Should back-up cameras (designed to prevent kids from being run over by vehicles moving in reverse) be mandatory equipment in every new car sold? If legislation introduced by Sens. Hillary Clinton and John Sununu — the Cameron Gulbransen Kids and Cars Safety Act — is signed into law, they will be.
But should they?
A number of not-unreasonable objections might be raised. Just in the way of food for thought:
For one (and unlike, say, padded dashboards or even anti-lock brakes) the “safety” advantage of back-up cameras is debatable. In the first place, one could all but eliminate the chances of running over a child by making sure no babies or small kids are left sitting in the path of the vehicle before one even thinks of putting the vehicle in reverse. This does not seem an undue burden. Small children should be supervised at all times to begin with; it’s arguably negligent (and not the vehicle’s fault) to operate any machinery when small children are present. Lawn mowers — or SUVs. Make sure the kids are not nearby. Turn your head; take a look back there.
It’s not all that difficult.
The real problem is harried, over-extended (and thus not-paying-attention) parents aren’t doing that. With one hand on the cell phone and half their attention someplace else — and always in a big hurry — they jump in the vehicle and throw it in Reverse with nary a thought to what might be laying in harm’s way.
And since our society’s first impulse is to look anywhere but in the mirror for a scapegoat, the automakers get targeted. It’s their fault — for not having closed-circuit cameras (with jarring buzzers, of course) to warn us of our own negligence before we have to deal with the consequences of that negligence.
One feels terrible for the children who have been harmed as a result of parental negligence. But it is, ultimately, an issue of parental negligence. Adding expensive idiot-proofing technology to vehicles doesn’t address the underlying idiocy; it will almost certainly find expression elsewhere.
Closed circuit monitors and back-up cameras add yet another potential distraction to the vehicle — which is itself a safety hazard. Instead of paying attention to what’s going on around us, we gape at a TV screen. Brilliant. Moreover, it’s probably not savvy to encourage yet more reliance on yet more technology — rather than encouraging people to using their brains (and, hopefully, common sense).
Another point: Not everyone has kids. In fact, more than half the population doesn’t have kids. Forcing them to buy back-up cameras designed specifically to prevent the driver from running over a small child while backing up is not much different, when you think about it, from requiring everyone to drive a minivan with baby seats — kids or not.
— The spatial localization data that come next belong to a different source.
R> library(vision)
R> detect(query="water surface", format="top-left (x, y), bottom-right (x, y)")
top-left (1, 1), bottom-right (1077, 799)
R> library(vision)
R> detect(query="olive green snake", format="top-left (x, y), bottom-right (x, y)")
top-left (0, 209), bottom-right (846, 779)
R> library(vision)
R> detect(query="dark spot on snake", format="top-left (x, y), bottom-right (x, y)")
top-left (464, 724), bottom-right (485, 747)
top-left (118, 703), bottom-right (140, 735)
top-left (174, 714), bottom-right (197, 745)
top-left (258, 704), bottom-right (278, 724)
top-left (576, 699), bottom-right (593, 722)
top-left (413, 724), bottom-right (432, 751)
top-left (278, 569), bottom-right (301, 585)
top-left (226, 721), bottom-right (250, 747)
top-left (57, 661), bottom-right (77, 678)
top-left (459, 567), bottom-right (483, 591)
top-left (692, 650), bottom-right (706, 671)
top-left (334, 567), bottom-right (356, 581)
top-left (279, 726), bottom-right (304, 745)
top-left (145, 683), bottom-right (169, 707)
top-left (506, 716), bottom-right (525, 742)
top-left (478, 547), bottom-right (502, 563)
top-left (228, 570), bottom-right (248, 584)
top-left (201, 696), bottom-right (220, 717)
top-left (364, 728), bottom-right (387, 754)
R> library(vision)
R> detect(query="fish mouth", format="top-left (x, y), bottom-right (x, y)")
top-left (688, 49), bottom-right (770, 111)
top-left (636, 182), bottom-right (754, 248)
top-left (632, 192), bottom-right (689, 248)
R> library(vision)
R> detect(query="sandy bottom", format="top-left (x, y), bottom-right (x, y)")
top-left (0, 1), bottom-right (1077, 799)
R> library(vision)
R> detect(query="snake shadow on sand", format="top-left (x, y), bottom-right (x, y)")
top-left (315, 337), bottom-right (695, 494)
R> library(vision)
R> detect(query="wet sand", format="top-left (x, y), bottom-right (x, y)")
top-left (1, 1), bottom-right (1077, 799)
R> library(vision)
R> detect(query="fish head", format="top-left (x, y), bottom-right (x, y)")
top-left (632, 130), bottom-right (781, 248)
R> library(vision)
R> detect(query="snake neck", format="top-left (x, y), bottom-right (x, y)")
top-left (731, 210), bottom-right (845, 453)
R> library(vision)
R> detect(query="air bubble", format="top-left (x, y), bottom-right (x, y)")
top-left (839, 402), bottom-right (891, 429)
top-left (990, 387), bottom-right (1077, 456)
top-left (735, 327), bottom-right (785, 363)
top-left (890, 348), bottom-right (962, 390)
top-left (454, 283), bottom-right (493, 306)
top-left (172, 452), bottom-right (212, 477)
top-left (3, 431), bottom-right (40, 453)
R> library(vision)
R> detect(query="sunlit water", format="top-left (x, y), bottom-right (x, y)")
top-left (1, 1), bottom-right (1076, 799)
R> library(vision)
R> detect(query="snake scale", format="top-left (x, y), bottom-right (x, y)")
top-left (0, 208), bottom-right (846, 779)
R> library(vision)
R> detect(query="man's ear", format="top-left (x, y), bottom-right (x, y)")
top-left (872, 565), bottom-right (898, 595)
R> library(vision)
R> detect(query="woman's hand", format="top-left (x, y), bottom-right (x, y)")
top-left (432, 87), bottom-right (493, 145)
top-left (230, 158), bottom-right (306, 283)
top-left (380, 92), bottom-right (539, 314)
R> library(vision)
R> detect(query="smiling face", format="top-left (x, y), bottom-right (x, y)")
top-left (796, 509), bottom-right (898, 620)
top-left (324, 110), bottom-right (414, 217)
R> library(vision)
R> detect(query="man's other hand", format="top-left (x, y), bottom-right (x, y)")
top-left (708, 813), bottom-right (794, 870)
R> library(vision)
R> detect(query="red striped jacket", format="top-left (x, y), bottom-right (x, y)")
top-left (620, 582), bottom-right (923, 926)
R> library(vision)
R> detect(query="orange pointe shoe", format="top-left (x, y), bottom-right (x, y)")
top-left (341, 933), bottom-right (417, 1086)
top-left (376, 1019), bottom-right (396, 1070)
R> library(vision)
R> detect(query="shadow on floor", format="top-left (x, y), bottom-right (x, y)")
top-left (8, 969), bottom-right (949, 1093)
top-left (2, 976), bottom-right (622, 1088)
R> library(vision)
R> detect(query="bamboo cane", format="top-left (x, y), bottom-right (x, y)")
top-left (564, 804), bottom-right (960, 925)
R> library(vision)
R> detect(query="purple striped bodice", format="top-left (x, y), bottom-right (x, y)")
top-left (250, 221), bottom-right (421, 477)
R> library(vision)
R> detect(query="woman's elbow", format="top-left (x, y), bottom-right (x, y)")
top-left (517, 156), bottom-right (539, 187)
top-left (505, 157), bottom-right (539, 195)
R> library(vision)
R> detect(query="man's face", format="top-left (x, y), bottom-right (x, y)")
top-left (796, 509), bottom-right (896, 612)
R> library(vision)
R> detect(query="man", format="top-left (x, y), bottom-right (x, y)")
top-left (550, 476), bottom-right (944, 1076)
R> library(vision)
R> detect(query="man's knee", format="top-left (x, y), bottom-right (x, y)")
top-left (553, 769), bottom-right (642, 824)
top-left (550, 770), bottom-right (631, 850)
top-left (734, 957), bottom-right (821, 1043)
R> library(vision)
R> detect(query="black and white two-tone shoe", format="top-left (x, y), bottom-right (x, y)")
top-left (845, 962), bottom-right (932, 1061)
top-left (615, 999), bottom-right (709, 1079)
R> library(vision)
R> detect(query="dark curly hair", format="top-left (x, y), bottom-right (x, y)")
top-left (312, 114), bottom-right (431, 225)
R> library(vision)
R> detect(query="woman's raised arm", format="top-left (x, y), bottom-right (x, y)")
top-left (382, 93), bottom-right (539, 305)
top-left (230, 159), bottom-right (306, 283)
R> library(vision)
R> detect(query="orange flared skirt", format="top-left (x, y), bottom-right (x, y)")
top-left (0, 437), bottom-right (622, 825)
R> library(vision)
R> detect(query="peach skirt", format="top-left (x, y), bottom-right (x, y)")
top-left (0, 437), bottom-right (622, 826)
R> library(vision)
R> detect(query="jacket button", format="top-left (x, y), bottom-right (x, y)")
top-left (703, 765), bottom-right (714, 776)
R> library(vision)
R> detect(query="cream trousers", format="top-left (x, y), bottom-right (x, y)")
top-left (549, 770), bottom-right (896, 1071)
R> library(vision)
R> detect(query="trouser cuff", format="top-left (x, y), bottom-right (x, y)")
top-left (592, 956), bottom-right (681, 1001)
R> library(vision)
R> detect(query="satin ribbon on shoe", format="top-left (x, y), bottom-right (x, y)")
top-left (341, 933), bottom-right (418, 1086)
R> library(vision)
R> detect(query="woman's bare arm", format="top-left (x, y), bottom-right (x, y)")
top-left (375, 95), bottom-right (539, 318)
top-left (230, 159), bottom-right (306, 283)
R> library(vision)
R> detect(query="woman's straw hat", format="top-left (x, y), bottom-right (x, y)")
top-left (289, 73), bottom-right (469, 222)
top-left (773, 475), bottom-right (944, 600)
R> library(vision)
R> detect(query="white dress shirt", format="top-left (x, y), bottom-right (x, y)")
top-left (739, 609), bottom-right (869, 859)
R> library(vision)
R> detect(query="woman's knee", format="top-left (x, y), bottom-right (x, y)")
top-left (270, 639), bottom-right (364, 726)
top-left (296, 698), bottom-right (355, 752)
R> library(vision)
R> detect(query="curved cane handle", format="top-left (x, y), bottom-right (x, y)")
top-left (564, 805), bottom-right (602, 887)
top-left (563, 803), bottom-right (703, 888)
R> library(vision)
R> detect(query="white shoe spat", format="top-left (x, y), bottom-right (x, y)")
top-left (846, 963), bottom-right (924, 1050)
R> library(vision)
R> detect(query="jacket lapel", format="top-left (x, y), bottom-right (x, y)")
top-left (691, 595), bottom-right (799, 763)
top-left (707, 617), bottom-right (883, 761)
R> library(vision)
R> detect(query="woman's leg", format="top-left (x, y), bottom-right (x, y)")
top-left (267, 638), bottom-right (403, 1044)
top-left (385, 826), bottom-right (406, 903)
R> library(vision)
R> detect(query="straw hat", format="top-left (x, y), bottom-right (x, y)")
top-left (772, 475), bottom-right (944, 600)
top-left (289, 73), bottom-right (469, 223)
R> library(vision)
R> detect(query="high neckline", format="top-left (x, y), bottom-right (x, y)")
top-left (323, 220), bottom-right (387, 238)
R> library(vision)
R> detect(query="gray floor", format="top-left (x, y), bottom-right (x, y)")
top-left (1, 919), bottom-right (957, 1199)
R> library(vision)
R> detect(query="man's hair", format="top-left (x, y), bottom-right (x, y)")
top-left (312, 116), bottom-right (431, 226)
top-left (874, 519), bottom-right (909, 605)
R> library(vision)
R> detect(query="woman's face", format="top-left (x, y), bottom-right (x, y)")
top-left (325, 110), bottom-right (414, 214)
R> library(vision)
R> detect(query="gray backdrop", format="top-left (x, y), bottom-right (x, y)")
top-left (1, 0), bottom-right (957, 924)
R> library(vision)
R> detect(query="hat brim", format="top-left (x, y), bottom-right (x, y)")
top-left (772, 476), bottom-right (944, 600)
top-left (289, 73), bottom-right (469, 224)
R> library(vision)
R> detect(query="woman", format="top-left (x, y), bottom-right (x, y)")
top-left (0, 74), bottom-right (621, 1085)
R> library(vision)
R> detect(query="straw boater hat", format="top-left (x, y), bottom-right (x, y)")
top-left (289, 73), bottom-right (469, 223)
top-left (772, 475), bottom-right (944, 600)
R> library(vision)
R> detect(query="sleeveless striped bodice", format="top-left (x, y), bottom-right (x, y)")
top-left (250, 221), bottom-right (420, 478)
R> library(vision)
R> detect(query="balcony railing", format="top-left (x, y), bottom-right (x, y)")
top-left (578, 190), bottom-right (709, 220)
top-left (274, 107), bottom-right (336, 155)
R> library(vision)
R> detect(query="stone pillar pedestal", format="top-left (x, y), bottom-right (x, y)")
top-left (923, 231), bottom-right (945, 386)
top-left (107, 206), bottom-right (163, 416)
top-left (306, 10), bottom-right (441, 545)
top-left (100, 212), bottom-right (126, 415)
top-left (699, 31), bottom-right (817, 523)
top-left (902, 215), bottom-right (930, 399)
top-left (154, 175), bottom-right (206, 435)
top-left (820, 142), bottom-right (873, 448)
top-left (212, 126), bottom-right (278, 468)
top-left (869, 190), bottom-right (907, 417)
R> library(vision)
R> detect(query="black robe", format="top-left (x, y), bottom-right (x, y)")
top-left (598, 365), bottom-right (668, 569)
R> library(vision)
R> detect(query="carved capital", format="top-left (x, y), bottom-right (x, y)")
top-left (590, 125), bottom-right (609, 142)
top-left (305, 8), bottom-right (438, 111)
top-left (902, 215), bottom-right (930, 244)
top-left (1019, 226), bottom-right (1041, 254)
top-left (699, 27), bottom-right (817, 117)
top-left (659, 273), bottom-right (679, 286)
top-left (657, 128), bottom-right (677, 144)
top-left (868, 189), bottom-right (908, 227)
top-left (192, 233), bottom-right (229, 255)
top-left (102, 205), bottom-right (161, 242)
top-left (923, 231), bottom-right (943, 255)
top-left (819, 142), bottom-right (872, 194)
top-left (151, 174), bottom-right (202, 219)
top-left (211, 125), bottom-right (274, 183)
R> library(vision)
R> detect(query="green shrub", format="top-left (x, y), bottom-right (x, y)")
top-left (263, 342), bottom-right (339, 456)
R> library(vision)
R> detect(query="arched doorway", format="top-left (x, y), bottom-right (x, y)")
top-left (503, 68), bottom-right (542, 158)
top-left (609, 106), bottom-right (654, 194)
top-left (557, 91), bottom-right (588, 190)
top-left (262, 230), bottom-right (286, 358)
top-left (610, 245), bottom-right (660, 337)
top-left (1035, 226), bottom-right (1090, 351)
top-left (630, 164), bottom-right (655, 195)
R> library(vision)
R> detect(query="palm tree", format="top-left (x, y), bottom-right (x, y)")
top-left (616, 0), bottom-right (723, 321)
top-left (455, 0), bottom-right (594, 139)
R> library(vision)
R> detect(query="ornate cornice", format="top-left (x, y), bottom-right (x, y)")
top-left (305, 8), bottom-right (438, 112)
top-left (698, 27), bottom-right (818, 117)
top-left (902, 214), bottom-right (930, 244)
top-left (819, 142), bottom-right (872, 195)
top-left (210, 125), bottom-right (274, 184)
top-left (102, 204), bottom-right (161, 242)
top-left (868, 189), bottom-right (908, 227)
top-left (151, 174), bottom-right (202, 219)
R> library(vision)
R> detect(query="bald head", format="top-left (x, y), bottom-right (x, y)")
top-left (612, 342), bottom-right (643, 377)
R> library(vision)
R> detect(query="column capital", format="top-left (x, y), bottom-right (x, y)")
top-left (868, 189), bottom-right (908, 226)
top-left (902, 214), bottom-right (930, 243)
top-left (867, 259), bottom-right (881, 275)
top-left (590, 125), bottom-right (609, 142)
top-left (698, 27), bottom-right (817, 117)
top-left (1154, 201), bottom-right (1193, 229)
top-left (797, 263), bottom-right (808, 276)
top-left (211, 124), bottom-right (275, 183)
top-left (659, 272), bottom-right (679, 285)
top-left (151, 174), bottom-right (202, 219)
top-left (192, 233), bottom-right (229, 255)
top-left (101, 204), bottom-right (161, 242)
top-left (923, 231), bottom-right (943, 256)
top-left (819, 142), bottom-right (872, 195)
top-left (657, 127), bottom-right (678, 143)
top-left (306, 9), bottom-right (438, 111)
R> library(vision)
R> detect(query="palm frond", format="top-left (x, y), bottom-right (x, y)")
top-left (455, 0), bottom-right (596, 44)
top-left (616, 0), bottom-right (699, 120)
No kids, no need for a back-up camera. But Senators Clinton and Sununu want to score political points with the “safety” lobby — and hand the bill to you.
And the bill is considerable. Scan the options sheets of new cars that offer back-up cameras as optional equipment. The less expensive ones are several hundred dollars. Some are “bundled” with other things —like GPS navigation — that add $1,000 or more to the bottom line. Bear in mind, the technology requires a closed circuit TV monitor built into the dashboard someplace, along with the cameras themselves and all the related gizmos and gadgetry.
On top of that, like any complex system, eventually, the thing will stop working or need expensive repairs if you own the vehicle more than couple of years. Pity the second owner — or you, if you are the kind of person who keeps his car for eight or ten years or more.
The bill’s out there, waiting for you.
For Sens. Clinton and Sununu, a couple hundred bucks more or less (or even $1,000) on the front end — and whatever it costs to fix the thing down the road — is just so much small change. They are both millionaires and can afford to indulge themselves. Most of us, of course, are not — and cannot. A couple extra hundred bucks can be a very big deal indeed — let alone $1,000 (or more).
Especially when turning around to look before we back up — and making sure we know where our kids are before we do — is so much cheaper.